Learning How to Pray to Our Abba

HolyFamilybyGutierrezWhen Jesus’ disciples asked their master how they should pray, he taught them a prayer that has us learn by doing. We are taken aback by Luke’s shorter version of this prayer (Lk. 11: 2–4) since the liturgical use of Matthew’s version with an added doxology causes us to think it is the only form it has. We will find, however, that this shorter version has the main elements of the longer one.

The opening word, Abba, is startling. The English word “father” fails to capture the tone of the Aramaic word believed by scholars to be the one Jesus used here. Even those of us who know this word from preachers and scholars can easily forget the impact of addressing God so intimately, the way a small child addresses his or her father. It is easier to identify with Abraham who speaks deferentially to God when interceding for Sodom and Gomorrah. He seems very much afraid of pestering God too much, perhaps afraid God will rain fire and brimstone on him if he keeps at it. (Gen. 18: 20–32) Unfortunately, many people experience their earthly fathers in this way, and project such experiences on our heavenly Abba.

The petition: “Hallowed be your name,” asks that God vindicate God’s name as when God delivered the Israelites from Egypt. Such acts make God so awesome they make us forget that God is our Abba. But perhaps Jesus is teaching us that what we thought was such an awesome god is really as close, even closer, than a parent to a small child, a different kind of awesome. Miracles can be intimate.

“Your kingdom come” is a prayer for this awesomely intimate God to establish the kingship, the right ordering of human relationships, that Jesus has been preaching in his teaching ministry. Hallowing God’s name in this way and establishing God’s kingship both constitute God’s will being done on earth as in heaven.

“Give us today our daily bread” is a petition indicating that God’s kingship, God’s will, is that each person have reasonable and needed sustenance and nobody should go without. “Forgive us our sins” as we forgive those “indebted to us” makes forgiveness central to the right ordering of human relationships. The final petition: “And do not bring us to the time of trial” is a prayer that we not suffer the social disorder, turmoil and violence that comes of neither feeding each other nor forgiving one another. This time of trial, of course, is also the evil we pray to be delivered from. These petitions taught by Jesus teach us to pray that we treat people with the same intimacy that our Abba offers us.

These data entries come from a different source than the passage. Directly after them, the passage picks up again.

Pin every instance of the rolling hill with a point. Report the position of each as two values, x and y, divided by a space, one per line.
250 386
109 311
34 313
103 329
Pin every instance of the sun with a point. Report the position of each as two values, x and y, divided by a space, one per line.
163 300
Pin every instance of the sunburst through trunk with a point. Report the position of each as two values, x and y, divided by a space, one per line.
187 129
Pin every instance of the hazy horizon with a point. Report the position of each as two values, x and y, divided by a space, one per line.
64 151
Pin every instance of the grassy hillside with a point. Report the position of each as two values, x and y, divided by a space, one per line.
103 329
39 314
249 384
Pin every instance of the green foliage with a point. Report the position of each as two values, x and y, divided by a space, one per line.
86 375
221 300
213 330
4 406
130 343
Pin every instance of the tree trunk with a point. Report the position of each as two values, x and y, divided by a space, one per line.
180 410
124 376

Looking back at Abraham’s bargaining for Sodom and Gomorrah, we begin to suspect that it was human violence that destroyed the cities, and not God’s, since Jesus is making it clear that God’s kingship is not about destroying cities. It is worth noting that, although Abraham is afraid of asking too much of God, God shows no impatience with each request and perhaps would have been patient even with bargaining all the way down to zero.

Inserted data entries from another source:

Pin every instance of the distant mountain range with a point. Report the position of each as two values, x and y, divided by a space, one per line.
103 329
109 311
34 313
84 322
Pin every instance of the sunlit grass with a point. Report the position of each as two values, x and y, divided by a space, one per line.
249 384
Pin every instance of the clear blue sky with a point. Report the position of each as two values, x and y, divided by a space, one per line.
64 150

Jesus’ model prayer raises questions about possible differences between our Abba’s intentions and our projections. Would we rather hoard sustenance rather than share it? Would we rather hold grudges than forgive? Jesus speaks to these questions in a pair of mini-parables that elaborate on the prayer he has just taught us. Do we think that our Abba is as grudging and stingy as a family that has gone to bed for the night and does not want to be inconvenienced by a neighbor’s emergency need for three loaves of bread? Would any of us give our own child a snake or a scorpion instead of a fish or an egg? The statistics on cruelty to children suggest that many people do just that. These mini-parables on prayer suggest that if we sincerely pray for God’s name to be hallowed and for God’s kingship to come, then we would willingly suffer inconvenience to give sustenance to a neighbor and would want all children to have fish and eggs rather than snakes or scorpions.

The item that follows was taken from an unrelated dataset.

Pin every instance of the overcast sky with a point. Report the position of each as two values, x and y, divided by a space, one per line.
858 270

St. Paul admonishes us to be rooted and built up in Christ, (Col. 2: 7) the very person who taught us how to pray. The homely images of Jesus’ mini-parables give way to Paul’s cosmic imagery of “rulers and authorities” who run the world through the violence of withholding necessities and stoking vengeance. Paul says that Jesus has nailed all of this violence to the cross so that the intimacy of nurturing and forgiveness triumphs in Jesus. To be rooted in Christ is to give fish and eggs and forgiveness to one another. This is how the cosmos should operate.